Publikationsdatenbank

Towards an automated surveillance of well-being in mice using deep learning (2019)

Art

Vortrag

Autoren

Andresen, Niek

Wöllhaf, Manuel

Hohlbaum, Katharina (WE 11)

Lewejohann, Lars (WE 11)

Hellwig, Olaf

Thöne-Reineke, Christa (WE 11)

Belik, Vitaly (WE 16)

Kongress

19th Annual Congress of EUSAAT

Linz, Österreich, 10. – 13.10.2019

Quelle

ALTEX proceedings

Bandzählung: 8

Heftzählung: 1

Seiten: 3

ISSN: 2194-0479

Sprache

Englisch

Verweise

URL (Volltext): http://www.altex.ch/resources/altex_Linz2019_full.pdf

Kontakt

Institut für Veterinär-Epidemiologie und Biometrie

Königsweg 67
14163 Berlin
+49 30 838 56034
epi@vetmed.fu-berlin.de

Abstract / Zusammenfassung

Appropriate refinement methods can only be applied if we are aware that well-being of an animal is compromised [1]. Therefore, tools to assess pain, suffering, and distress in laboratory animals are highly demanded. In recent years, coding systems to analyze the facial expressions of pain were developed for various animal species, for instance for mice, the most commonly used laboratory animals. The so-called Mouse Grimace Scale (MGS) is accurate and reliable [2]. It became a valuable tool for assessing the well-being of mice. However, the use of the MGS is very time-consuming because humans must be thoroughly trained. Moreover, someone must be present and generate live scores. The presence of a human is disadvantageous for well-being assessment
since mice are prey animals and often hide signs of weakness, injury, and pain in the presence of humans [3]. Another option to use the MGS is to acquire images/videos to be scored retrospectively, which does not necessarily require the presence of humans. If MGS scores are obtained retrospectively and indicate impairment of well-being, there will be no chance to intervene and apply refinement measures at the right moment. Furthermore, the well-being of a mouse can only be assessed during periods in which the animals are monitored and humans evaluate their status.
Taking into account the great effort and limitations of manual MGS scoring, it is decisive to find a way to automatically monitor well-being of a mouse [4]. Since facial expression analysis has been shown to be useful in mice, we focused on facial expression as a first step and aimed to develop an automated facial expression recognition software for mice [4]. For this approach, we used a data set of images of C57BL/6JRj mice, which had been generated in previous experiments after anesthesia (with isoflurane or ketamine/xylazine), and surgery (castration, under isoflurane and meloxicam) [4]. Images were generated in an observation cages (22×29×39 cm, three white walls, one clear wall) [4]. Since mice were moving freely in the observation cage, images contain natural variation regarding perspective and background [4]. On the one hand, this makes data analysis more challenging, but on the other hand our data set reflects realistic conditions as it would be
obtainable without human intervention [4].

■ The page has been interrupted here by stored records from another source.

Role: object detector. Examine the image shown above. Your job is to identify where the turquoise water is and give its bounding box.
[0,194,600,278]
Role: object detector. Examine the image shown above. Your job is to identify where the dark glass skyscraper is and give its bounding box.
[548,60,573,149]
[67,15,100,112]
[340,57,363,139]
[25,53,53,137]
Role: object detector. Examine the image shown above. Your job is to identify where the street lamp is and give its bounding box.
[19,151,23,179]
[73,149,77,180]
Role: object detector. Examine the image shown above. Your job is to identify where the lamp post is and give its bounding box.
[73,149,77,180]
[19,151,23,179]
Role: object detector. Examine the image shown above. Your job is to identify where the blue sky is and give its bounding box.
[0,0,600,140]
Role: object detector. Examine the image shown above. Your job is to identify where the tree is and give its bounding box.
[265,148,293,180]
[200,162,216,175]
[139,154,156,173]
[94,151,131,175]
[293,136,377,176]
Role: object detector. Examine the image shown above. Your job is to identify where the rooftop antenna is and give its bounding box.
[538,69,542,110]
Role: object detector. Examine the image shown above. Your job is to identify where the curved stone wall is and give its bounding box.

Images of the data set were divided into two categories: 1) impaired well-being, 2) unimpaired well-being in order to train a binary classifier [4]. Three convolutional neural network architectures (two pre-trained state of the art deep CNN: ResNet50 and InceptionV3; one CNN without pre-training) were used and achieved an accuracy of up to 99% for the two categories [4]. The result depended on the treatment of the mice. The decision-making process of the CNN architectures was mainly based on the facial expressions of a mouse [4].
Our semi-automated pipeline provides a first step towards the long-term goal to develop a fully automated surveillance (“smart environment”) for mice [4].